Aug 23, 2016 Newsdesk Latest News, Philippines, Top of the deck  
The Philippines’ Department of Finance is considering a proposal to strip the country’s Philippine Amusement and Gaming Corp (Pagcor) of the right to operate a portfolio of public sector casinos, reports the Manila Bulletin newspaper.
That would leave the organisation with its core function of being a regulator of land-based casinos from the public and private sectors.
“We believe that government should only be in regulatory functions and not in commercial functions and therefore [should] dispose of – by sale or closing down – the commercial functions,” the country’s Finance Secretary, Carlos Dominguez, recently appointed by incoming president Rodrigo Duterte, said as quoted by the news outlet.
According to Pagcor second-quarter data, released on August 10, Pagcor’s own casinos operated during the period about a third of all table games in that nation’s market, and nearly six out of every 10 electronic gaming machines (EGMs).
Pagcor operated 608 gaming tables and 10,603 EGMs at its own casino venues, which are branded “Casino Filipino”. During the same period, Pagcor regulated a further 10 private-sector casinos that operated an aggregate of 1,280 gaming tables and 7,205 EGMs.
A number of gaming industry lawyers have told GGRAsia that the current model – of Pagcor as an operator-cum-regulator – has the potential for conflicts of interest regarding regulatory policy.
In August 2010 – during the national presidency of Benigno Aquino – the boss of San Miguel Corp, one of the Philippines’ biggest conglomerates, expressed an interest in buying Pagcor for US$10 billion. In the end the idea did not move forward.
In December 2015 during the closing months of Mr Aquino’s presidency, a government commission had recommended the privatisation of Pagcor’s casino operation function, so that it could focus instead on regulating them.
In other developments, Business World newspaper reported on Tuesday that Andrea Domingo, Pagcor’s recently-appointed chair and chief executive, would recommend rejection of another effort – by PhilWeb Corp’s controlling stakeholder Roberto Ongpin – to save gaming parlour operator PhilWeb as a going concern.
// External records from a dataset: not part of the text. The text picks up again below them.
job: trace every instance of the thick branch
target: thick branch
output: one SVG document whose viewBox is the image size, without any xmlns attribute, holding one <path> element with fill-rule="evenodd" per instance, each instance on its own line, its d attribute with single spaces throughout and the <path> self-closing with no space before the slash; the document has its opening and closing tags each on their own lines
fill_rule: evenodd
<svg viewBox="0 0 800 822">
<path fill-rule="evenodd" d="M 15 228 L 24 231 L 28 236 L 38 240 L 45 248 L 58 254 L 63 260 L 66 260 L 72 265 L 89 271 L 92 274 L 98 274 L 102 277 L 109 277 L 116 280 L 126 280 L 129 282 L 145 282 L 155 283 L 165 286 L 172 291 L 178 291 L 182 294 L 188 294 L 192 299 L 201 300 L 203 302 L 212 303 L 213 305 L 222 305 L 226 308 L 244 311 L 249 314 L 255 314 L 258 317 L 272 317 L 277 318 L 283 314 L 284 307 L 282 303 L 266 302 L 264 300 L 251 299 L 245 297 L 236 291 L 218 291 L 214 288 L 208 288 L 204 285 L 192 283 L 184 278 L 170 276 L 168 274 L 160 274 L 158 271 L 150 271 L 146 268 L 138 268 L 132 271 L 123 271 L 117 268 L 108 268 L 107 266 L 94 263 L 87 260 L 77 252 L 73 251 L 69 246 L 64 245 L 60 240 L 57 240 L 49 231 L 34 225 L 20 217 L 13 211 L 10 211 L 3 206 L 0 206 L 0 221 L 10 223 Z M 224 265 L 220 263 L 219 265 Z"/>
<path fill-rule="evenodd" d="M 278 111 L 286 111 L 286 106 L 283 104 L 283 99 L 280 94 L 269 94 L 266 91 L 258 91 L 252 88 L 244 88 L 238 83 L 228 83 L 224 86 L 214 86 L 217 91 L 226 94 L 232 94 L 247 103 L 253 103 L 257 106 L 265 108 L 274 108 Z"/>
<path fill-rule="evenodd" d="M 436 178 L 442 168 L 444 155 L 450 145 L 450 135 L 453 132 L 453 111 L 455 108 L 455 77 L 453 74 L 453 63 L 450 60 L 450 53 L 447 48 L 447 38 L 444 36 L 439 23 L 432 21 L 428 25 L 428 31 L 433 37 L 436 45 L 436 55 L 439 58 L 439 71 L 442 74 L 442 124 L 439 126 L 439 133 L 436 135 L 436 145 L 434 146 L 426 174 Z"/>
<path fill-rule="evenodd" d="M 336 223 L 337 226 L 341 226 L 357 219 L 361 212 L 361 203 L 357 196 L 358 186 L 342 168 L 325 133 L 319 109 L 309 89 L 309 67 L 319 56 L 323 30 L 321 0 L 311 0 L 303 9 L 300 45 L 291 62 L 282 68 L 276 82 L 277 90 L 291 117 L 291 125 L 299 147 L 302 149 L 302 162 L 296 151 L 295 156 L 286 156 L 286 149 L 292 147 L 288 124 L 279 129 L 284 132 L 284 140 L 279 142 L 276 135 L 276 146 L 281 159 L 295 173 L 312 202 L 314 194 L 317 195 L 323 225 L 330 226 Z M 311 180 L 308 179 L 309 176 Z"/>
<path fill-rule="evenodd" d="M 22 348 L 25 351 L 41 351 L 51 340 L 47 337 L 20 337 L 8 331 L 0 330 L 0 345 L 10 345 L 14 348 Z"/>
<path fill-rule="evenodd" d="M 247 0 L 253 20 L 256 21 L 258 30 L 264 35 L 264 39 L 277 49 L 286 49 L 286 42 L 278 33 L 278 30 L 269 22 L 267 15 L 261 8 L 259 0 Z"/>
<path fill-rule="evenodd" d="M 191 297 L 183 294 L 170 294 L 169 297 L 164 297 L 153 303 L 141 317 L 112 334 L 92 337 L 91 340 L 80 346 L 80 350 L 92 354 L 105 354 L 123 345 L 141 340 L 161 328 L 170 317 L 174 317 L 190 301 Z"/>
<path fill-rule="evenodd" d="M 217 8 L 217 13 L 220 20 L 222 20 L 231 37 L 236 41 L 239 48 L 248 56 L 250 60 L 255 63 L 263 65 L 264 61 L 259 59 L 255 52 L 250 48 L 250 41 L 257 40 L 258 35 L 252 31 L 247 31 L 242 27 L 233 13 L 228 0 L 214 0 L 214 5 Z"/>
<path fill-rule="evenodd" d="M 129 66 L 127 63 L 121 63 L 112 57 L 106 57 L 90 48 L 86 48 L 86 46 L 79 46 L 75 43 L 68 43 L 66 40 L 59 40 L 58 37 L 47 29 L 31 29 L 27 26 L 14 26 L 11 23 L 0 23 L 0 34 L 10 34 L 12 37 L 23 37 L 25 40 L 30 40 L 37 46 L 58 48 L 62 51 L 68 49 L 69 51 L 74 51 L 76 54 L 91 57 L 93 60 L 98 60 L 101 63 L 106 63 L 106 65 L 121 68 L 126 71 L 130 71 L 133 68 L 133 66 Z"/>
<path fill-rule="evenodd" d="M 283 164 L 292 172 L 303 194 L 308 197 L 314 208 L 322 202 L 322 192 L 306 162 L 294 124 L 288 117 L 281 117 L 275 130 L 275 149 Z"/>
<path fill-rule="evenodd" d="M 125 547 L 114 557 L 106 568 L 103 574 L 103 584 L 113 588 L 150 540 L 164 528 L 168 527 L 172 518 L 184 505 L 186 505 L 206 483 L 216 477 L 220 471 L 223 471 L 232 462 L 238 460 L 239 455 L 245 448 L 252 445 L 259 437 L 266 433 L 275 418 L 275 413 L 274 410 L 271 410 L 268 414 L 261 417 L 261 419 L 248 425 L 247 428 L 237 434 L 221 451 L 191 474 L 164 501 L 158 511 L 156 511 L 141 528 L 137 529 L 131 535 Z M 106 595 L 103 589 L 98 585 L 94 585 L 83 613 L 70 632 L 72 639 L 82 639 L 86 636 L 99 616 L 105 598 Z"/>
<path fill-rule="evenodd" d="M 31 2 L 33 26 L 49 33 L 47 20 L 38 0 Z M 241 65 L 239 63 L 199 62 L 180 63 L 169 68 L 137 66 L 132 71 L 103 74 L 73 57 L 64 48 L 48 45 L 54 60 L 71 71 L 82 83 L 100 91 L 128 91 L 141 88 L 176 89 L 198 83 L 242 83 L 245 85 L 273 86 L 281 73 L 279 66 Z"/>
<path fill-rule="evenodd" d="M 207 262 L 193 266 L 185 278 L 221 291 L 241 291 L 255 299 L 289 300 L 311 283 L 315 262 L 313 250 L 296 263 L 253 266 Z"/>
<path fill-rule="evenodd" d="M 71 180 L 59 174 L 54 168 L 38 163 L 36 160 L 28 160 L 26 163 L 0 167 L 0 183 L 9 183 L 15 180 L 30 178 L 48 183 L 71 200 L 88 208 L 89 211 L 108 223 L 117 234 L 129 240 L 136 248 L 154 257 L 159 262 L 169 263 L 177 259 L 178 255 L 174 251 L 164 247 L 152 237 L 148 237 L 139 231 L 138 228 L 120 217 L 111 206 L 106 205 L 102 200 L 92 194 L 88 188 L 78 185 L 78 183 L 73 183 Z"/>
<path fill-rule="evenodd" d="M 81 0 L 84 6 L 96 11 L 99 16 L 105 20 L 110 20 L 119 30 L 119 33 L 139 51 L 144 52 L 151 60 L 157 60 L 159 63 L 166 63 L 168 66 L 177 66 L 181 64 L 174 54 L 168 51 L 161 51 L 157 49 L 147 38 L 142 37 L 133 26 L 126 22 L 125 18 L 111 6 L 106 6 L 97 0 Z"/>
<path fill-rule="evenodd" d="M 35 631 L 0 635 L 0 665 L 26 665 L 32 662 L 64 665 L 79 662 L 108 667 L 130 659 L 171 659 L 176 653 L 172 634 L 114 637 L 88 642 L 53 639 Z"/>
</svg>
“I will recommend to the board that we stick to our first decision,” Ms Domingo reportedly said in a text message said to have been conveyed to the newspaper via a member of Pagcor’s corporate communications team.
Pagcor had said on August 9 that the regulator would not be renewing the gaming licence of PhilWeb, which offered Internet-delivered casino games via shop outlets.
Mr Ongpin had suggested in a Friday letter that Pagcor should keep the business going, then auction it off to help cover the costs of a narcotics rehabilitation centre he was proposing.